Look at it from this perspective: Denials are actually good business because these are large shareholding companies. So the less you have to pay out in claims, the more profit you make. It's a very simple equation.
And what does it mean when you add AI into that equation, particularly when you think about preexisting health disparities and this notion that AI is known to scale errors rather than fix them?
The AI is only as good as the data it was trained on, and only as good as the people that wrote the computer program, right? So in cases of health disparities, what AI essentially does is, it takes the existing frameworks of discrimination, and it just magnifies them because that's what it's trained to do.
I have a few examples for you.
United Health Group bought a company called NaVi Health in 2020 for $2.5 billion. [It has] an AI algorithm. ... Now they're being sued because they're alleging that nine out of 10 predictions coming out of this system gets reversed when the patients appeal ... which means the AI is not doing a good job.
ALSO READ: The growing use of artificial intelligence in healthcare and implications for disparities
There was [another] AI system that is used to schedule patient appointments, and [it] produced 33% longer wait times for Black patients. That model [used] things like ZIP code, employment status, insurance type and past no-show rates — all of which correlate with race.
That's obviously problematic. So, is there an argument for AI in the health insurance space?
Yes. This all boils down to the right type of implementation of AI systems. That means that you have to consciously look out for the possibility that an AI system will amplify the preexisting disparities.
For example, you can set up an AI system that audits 100% of all claims and then [direct] it to detect instances where certain things [look] discriminatory in nature. For example, it can look out for when certain procedures are being denied at a much higher rate for specific ZIP codes or specific demographics than everybody else.
There are models that can be trained on an inclusive data set, which can identify members at high risk for, let's say, chronic conditions, and then those AI systems will do what they do best, which is orchestration. That means triggering events and actions to happen based on what it's finding.

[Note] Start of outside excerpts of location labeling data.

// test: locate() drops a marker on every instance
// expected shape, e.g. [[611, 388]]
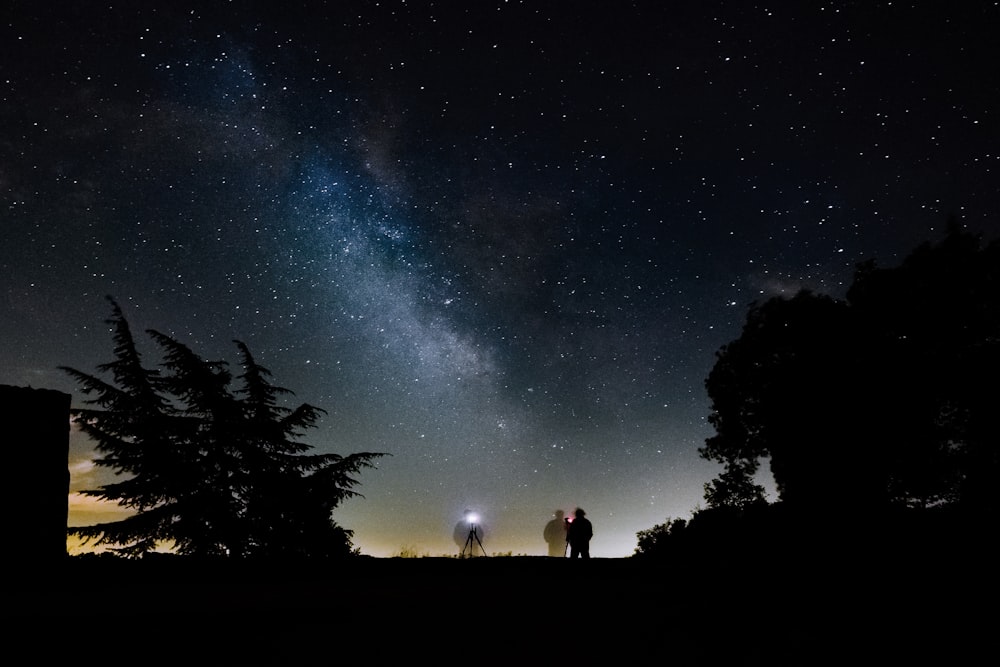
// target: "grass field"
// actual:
[[513, 610]]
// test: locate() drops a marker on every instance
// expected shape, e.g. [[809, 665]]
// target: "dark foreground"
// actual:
[[519, 610]]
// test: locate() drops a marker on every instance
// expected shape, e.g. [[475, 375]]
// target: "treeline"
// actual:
[[209, 470], [876, 409]]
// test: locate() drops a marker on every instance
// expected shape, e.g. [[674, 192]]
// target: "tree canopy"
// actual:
[[885, 398], [208, 469]]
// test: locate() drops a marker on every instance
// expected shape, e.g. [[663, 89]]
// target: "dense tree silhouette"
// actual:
[[209, 470], [886, 398]]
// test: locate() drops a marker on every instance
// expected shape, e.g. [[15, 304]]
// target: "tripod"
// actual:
[[473, 535]]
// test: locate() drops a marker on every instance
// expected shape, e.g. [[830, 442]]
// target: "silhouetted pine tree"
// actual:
[[210, 472]]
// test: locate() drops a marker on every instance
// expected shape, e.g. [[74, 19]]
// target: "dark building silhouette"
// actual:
[[36, 484]]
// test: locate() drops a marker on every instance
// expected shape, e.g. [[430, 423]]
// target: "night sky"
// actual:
[[501, 241]]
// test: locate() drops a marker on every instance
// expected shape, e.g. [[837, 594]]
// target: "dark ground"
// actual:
[[937, 609]]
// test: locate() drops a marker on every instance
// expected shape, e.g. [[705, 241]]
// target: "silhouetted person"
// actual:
[[579, 534], [555, 534]]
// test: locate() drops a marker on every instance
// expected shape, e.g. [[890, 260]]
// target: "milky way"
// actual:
[[500, 242]]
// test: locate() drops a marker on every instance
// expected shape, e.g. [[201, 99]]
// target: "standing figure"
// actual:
[[555, 535], [579, 534]]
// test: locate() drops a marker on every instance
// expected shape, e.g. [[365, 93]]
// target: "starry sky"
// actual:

It can be used proactively to close gaps in care for populations.
That shift in perspective, in short, is saying the "North Star" for using AI in healthcare spaces should not be efficiency, but rather patient health outcomes. Is that right?
Yes, that's the primary orientation. I would say the efficiency gains are going to come no matter what. AI systems thrive on making things more efficient.

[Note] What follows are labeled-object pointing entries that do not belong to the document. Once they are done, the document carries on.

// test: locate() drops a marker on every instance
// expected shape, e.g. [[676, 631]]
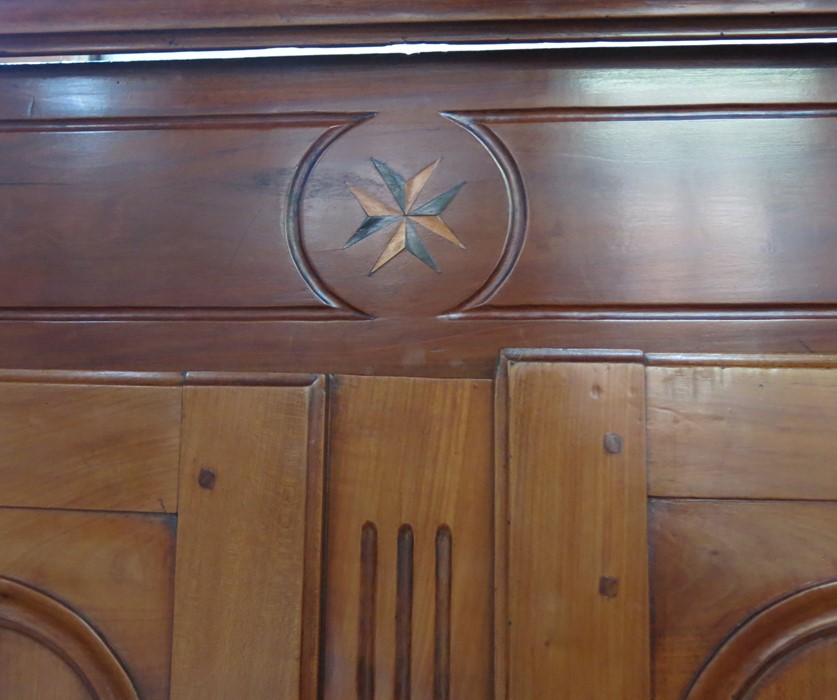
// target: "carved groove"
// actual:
[[765, 640], [478, 124], [518, 208], [404, 613], [366, 624], [293, 217], [30, 612], [441, 647]]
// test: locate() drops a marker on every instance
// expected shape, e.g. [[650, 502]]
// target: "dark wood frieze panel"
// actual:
[[161, 217], [672, 201]]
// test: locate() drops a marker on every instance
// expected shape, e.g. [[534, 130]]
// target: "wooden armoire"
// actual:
[[504, 375]]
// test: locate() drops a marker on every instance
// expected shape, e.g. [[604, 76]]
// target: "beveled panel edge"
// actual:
[[512, 355], [766, 26], [170, 379], [48, 621]]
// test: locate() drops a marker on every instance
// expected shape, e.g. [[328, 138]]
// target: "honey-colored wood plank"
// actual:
[[717, 563], [246, 475], [89, 447], [409, 558], [115, 570], [739, 432], [577, 575]]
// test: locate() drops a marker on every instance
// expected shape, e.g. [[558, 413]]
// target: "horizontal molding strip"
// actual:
[[205, 121]]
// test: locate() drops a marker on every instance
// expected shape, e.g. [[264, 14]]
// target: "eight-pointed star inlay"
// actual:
[[380, 216]]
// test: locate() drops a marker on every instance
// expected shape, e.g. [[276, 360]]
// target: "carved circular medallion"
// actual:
[[406, 219], [48, 622]]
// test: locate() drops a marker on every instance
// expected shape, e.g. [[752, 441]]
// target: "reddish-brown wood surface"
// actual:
[[195, 215], [717, 563]]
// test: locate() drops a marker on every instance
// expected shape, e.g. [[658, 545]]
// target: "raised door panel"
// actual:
[[410, 547], [572, 605], [33, 671], [248, 550], [85, 604]]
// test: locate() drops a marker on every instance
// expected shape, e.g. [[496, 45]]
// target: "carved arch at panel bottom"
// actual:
[[44, 619], [766, 640]]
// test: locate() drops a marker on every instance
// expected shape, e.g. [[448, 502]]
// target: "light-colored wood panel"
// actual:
[[409, 561], [809, 675], [716, 563], [577, 572], [90, 447], [242, 548], [716, 432], [114, 570], [31, 671]]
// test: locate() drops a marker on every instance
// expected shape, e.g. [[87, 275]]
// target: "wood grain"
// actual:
[[94, 26], [242, 548], [116, 571], [810, 675], [716, 563], [577, 578], [737, 432], [90, 447], [409, 453]]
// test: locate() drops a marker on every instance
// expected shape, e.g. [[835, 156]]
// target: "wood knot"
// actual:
[[206, 478]]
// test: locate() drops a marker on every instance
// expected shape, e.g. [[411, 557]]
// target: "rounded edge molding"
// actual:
[[518, 208], [293, 218], [30, 612], [765, 640]]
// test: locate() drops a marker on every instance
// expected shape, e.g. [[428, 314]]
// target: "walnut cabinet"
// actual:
[[586, 525]]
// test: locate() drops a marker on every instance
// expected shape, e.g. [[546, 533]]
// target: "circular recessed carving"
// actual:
[[28, 611], [409, 219], [774, 637]]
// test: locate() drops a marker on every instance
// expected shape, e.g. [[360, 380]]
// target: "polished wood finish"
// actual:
[[94, 26], [717, 563], [409, 539], [89, 447], [602, 190], [577, 585], [249, 490], [739, 432], [72, 579]]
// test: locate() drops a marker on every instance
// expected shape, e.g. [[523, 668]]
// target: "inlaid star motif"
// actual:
[[407, 217]]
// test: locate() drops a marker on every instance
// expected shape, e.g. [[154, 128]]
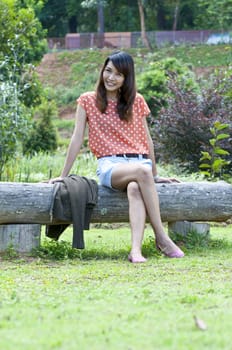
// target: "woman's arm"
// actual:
[[75, 142], [151, 149]]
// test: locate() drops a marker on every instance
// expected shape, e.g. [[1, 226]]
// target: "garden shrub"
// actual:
[[153, 83], [182, 129], [43, 135]]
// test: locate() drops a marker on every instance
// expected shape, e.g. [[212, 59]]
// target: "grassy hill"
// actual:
[[66, 74]]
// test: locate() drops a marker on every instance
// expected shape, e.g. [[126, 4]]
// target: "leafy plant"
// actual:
[[43, 136], [182, 129], [57, 250], [213, 162], [153, 82]]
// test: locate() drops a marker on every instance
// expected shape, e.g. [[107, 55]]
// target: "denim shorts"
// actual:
[[106, 165]]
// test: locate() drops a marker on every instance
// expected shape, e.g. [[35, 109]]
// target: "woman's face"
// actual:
[[112, 78]]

Now, what is efficient for a health insurance company, for an insurer, may not be efficient for you and I as patients. So, as [major health insurance companies] make things more efficient for themselves, that is going to lead to worse outcomes for us, potentially.
Lastly, I want to shift into the politics of all of this. Already, there's been some talk from the Trump administration about having government-backed plans using AI for decisions. Is that where we're headed?
It's going to get there, right? I mean, the Centers for Medicare and Medicaid Services are deploying AI at scale already, and it's a matter of time before it filters down to Medicare and Medicaid.
There's no holding this dam back. It's going to break. But I'm not necessarily worried about the dam breaking as much as I'm worried about how we channel the water. I'm a proponent for making sure that there are guardrails around AI. As full of potential as it is, you still need to channel that power toward good, otherwise you could end up with very unintended consequences.